India is also “pursuing deals to export wheat and take advantage of surplus stocks at home and a sharp rise in global prices.”
India has always been a prodigious producer of wheat, second only to China. Russia is the largest worldwide exporter of wheat, and Ukraine is a major supplier as well – possibly on track to take the Number Three spot this year if the war had not intervened.
India’s export volume surged by an impressive 527 percent last year, and is already on track to reach record highs in 2022. India’s biggest customers are neighboring countries such as Bangladesh and Middle Eastern states, including the United Arab Emirates (UAE), Afghanistan, Qatar, Yemen, and Oman.
Between them, India’s top ten customers consume 99 percent of its current export volume, and even with the remarkable growth it experienced in 2021, India still accounts for less than one percent of global wheat exports.
“Though India is not among the top ten wheat exporters in the global trade, its rate of growth in exports have surpassed that of all these countries, indicating the rapid strides it is taking in reaching new markets worldwide,” the Indian commerce ministry said proudly in December 2021.
In early March, after the first week of the Russian attack on Ukraine, the Economic Times of India reported a “flurry of enquiries from buyers seeking alternatives to Black Sea shipments as Russia’s invasion of Ukraine threatens to disrupt supplies from the two major producers.”
“Wheat availability in the world market anyway remains limited until April-May, and India can easily tap this opportunity,” Olam Agro India vice president Nitin Gupta told the Economic Times.
“We haven’t seen such interest in Indian wheat, at least not in our recent memory,” the unnamed chief of a global trading firm added.
Another emerging market for Indian wheat is Lebanon, whose trade ministry met with Turkish and Indian representatives last week to work around interruptions in supply from Russia and Ukraine. Lebanon imports nearly all of its wheat, and 60 percent of those imports currently come from Russia and Ukraine.
Industry analysts say India has large inventories of grain, thanks to five straight record-breaking harvests, but it has trouble getting more of its product through trade and shipping bottlenecks. Some potential buyers have also complained about the relatively poor quality of Indian wheat in the past.

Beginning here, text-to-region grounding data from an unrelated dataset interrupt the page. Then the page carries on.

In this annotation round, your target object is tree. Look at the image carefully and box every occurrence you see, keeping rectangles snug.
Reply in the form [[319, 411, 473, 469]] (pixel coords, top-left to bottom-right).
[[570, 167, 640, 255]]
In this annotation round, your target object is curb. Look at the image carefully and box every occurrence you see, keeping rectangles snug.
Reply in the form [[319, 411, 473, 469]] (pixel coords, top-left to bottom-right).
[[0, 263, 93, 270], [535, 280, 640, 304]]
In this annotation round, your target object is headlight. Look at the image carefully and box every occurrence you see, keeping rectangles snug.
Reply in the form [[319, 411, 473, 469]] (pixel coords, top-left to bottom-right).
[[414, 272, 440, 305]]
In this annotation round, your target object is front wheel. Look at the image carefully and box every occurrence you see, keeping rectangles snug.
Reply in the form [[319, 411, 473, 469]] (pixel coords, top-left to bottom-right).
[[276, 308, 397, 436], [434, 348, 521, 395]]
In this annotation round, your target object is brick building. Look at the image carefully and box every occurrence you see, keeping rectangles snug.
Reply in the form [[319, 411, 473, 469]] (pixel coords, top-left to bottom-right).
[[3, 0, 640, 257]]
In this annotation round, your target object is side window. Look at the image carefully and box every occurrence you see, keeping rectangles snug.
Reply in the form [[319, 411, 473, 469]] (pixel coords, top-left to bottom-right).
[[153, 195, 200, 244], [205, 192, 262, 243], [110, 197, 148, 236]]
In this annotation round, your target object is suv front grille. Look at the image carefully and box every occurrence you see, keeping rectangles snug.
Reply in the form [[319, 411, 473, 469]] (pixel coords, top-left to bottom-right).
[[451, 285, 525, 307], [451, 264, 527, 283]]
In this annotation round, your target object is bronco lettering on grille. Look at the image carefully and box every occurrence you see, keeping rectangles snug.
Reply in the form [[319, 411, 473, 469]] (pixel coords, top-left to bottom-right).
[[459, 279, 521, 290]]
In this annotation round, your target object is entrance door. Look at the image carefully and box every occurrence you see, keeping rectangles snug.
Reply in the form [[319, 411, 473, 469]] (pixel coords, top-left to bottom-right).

“The globe’s attraction towards India’s wheat has increased of late. Are our financial institutions, export-import department and shipping industry ready for this? Are they making comprehensive attempts to cash in on the big opportunity that has arisen for India?” Indian Prime Minister Narendra Modi asked at a webinar last week, acknowledging these difficulties.
The Indian officials who spoke to Reuters anticipated an extra 10 million tons of wheat could be exported after the next harvest, with the measures advanced by the Modi administration in place. India’s record-smashing export volume last year amounted to 6.12 million tons, so the new program envisions more than doubling those exports to make up for the shortfall from Russia and Ukraine, and capitalize on soaring market prices.